Savings Rates

Discussion in 'Economics' started by ShoeshineBoy, Apr 21, 2008.

  1. Interesting anti-Fed link from an economist:

    He writes:

    "Harvard professor Martin Feldstein, for example, argues that the bilateral trade balance between the U.S. and China is determined by the yuan-dollar exchange rate. Accordingly, to reduce China's trade surplus with the U.S., he advocates an appreciating yuan.

    This advice is nonsense. Trade balances are determined by national savings propensities, not exchange rates. China's savings surplus and America's savings deficiency largely determine our trade imbalance with China. The U.S. Treasury should have learned this lesson after years of forcing the Japanese to adopt an ever appreciating yen, which destabilized Japan's economy without doing a lick of good for trade balances.

    Until the Fed dumps inflation targeting and the U.S. abandons its weak-dollar policy, inflation will rule the day. Retain (and add to) your gold hedges."

    What "savings propensity" is he talking about? Does he mean the fact that we save little cuzz we have articially low, Fed-induced interest rates? If so, isn't that an odd way to state it? Why not just say, "The US has low interest rates so investors are less likely to invest there?"

    Any explanation would be much appreciated...
  2. "Low" interest rates can encourage borrowing and stimulate economic activity, not saving. Banks want people to take on debt. Does that make any sense? :confused:
  3. What they're referring to is that with low interest rates, people tend not to save. Yes, it's great for economic activity because borrowing is cheap. But it's the opposite with saving: a lot of people say, "Why bother to save when I'm only going to get 3%?" And, of course, they're not balls-to-the-wall traders like us here on ET earning double digit earnings monthly...

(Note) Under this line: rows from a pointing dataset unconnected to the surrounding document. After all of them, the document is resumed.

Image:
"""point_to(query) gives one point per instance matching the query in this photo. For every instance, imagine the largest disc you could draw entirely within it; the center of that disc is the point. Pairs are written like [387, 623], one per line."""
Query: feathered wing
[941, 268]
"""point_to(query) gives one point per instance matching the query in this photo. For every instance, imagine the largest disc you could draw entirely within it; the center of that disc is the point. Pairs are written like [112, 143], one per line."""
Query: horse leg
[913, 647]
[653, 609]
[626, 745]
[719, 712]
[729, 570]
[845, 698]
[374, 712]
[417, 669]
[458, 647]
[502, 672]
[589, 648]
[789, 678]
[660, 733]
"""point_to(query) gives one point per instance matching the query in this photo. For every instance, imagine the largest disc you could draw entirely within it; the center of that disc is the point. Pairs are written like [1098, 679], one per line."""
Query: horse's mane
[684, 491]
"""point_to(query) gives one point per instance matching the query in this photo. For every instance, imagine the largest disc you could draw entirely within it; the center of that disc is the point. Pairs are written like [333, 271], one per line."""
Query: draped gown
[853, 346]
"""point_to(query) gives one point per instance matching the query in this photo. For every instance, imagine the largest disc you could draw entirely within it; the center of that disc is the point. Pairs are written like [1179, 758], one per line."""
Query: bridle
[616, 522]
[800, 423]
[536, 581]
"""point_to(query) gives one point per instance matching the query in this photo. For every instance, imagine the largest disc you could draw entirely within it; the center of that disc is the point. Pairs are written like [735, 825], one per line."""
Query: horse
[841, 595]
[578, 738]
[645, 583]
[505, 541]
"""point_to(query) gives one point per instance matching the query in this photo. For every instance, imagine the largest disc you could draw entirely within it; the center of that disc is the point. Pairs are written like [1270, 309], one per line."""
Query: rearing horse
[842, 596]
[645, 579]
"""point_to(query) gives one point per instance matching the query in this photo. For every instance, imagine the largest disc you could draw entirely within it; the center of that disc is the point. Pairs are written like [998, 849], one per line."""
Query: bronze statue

    But what I'm asking is that savings seems secondary and, unless I'm missing something which is entirely possible, not a direct issue but rather a fallout of the low int rates.
  4. 1) You're only making double-digit returns each month?.......Okay.
    2) But seriously, regarding savings, here are some "shades of gray" to consider. Lower-income people don't save because they spend nearly all of their income for necessities.
    3) Many people of greater means still spend all they earn merely to enjoy a "better" lifestyle. For them, saving is something that can be taken care of later in the future.
    4) Many people of greater means already "save money" via retirement & brokerage accounts that aren't taken into consideration when calculating the national savings rate.
    5) Higher savings rates seem to be indicative of pessimism and the lack of a consumer-driven society. People save/hoard money, regardless of the level of interest rates, because there's nothing to spend it on.
  5. Your points are well-taken. But here's my question: isn't it the interest rate level that matters directly. How much people save is really an indirect factor, right?
  6. ?.....No. People save money when they can or when they have to. The prevailing trend or level of interest rates is irrelevant.